DE-CODER: Q&A: IT's role in the supply chain

Kevin O’Marah is vice president of research at AMR Research in Boston, where he directs the analyst firm’s coverage of supply chain technology. In this interview with ADT, he looks at the potential of radio frequency identification (RFID) and how IT should respond to demand-driven supply networks.

Q: You’ve defined RFID as the killer app of supply chain investment for the next decade. Aside from the retail and distribution industries, as well as the Department of Defense, where its uses are either obvious or fairly well known, where else might RFID provide high value-added benefit?

A: Probably any service-intensive, engineered-to-order product. So, machinery as installed in a factory, perhaps equipment that supports utilities and telecoms; for instance, in the telecom business, the tracking of plug-in circuit cards, which are very expensive. They look all the same to the naked eye, yet are a huge source of poor asset utilization. So, a lot of these installed-base capital equipment applications are places where RFID could have a really nice value proposition.

Q: You’ve also addressed the issue of demand-driven supply networks, most exemplified by a company such as Wal-Mart. If customers are exerting a lot of pressure on enterprises to meet their supply demands, what processes should IT organizations have in place to quickly satisfy their companies’ customers?

A: Probably the most important one is sales and operations planning. Sales and operations planning is a process whereby forecasts and orders and any other form of demand statements are merged and rationalized with supply plans, capacity plans and lead time so that an organization can be ready to respond operationally.

Q: Amid all that IT organizations must do, does this add stress?

A: No, actually, it should alleviate stress. Stress comes from firefighting. Firefighting is a characteristic of a system that was built to handle the same old transaction over and over again, but is, in fact, now facing constant change. Building a demand-driven supply network says, “Lets take this change as a fact of life and get ourselves into a mode where we’re inherently flexible and inherently agile.” So, the stress of dealing with problems becomes something that is more extraordinary instead of a daily firefight.

Q: Name a company or two that’s doing this the right way.

A: By far and away, Proctor & Gamble. We’ve seen them a lot. They do it on all levels. They do outstanding product innovation. They’re extremely good at listening to and perceiving trends in their consumer markets. They also do an extremely good job at engaging with their supply base and planning their capacity to minimize waste. And at the same time they do a tremendous job of engaging downstream with customers, meaning retailers… So, it’s not just the familiar ones. For instance, I think Wrigley (the chewing gum manufacturer) is a very good organization. They have some pretty sophisticated processes in place.

Q: What technological capabilities must IT have to improve at supply chain management?
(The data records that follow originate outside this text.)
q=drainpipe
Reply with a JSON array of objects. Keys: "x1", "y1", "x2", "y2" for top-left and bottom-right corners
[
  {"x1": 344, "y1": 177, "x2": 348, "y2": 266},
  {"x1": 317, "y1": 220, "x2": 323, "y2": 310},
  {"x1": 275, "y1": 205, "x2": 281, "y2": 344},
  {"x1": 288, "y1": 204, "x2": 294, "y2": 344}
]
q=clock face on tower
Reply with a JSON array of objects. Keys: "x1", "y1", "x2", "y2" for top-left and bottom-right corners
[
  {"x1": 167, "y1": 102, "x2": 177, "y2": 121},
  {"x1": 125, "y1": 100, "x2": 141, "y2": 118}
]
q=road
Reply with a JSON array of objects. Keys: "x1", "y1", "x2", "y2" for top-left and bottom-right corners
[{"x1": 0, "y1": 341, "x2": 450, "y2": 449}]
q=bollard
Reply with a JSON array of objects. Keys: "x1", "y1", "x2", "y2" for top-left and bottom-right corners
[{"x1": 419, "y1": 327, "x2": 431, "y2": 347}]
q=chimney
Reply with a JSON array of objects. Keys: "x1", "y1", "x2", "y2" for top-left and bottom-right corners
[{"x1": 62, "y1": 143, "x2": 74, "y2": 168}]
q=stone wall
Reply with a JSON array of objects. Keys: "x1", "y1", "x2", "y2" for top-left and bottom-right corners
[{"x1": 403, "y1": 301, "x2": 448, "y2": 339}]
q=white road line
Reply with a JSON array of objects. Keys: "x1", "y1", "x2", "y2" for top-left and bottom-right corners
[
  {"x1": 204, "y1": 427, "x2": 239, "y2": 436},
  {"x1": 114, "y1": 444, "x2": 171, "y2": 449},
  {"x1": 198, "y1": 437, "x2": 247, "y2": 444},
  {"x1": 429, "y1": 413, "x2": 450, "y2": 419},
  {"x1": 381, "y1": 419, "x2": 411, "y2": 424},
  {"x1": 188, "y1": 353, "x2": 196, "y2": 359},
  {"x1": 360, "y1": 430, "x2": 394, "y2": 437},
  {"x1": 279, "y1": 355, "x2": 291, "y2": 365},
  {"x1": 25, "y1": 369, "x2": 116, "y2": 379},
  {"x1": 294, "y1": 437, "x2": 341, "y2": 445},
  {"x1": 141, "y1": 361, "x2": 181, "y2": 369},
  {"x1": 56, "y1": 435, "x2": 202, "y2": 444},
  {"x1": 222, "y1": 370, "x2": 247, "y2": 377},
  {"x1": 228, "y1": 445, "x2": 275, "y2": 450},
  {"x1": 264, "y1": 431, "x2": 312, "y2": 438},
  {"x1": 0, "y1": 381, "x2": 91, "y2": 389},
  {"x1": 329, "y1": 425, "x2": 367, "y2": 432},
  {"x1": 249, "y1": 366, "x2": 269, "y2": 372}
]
A: Probably the most important ones are connectivity or communication; being able to get a look at your customer’s forecast, being able to get a look at your supplier’s capacity or on-time commitment, and understand those things. And then on top of that, analytics, being able to understand the implications of those things.

Q: What organizational capabilities will IT need in supply chain management?

A: Probably the most important single one, outside of the famous truism about understanding the business needs, is benchmarking: operational benchmarking, not technology benchmarking. How well are the tools that I’m rolling out helping the organization improve its benchmarks for lead time, cash-to-cash cycle time, perfect order performance, time to value, etc.? That’s the ultimate measure of an IT organization’s effectiveness and how well they can make those things happen with the deployment of technology tools.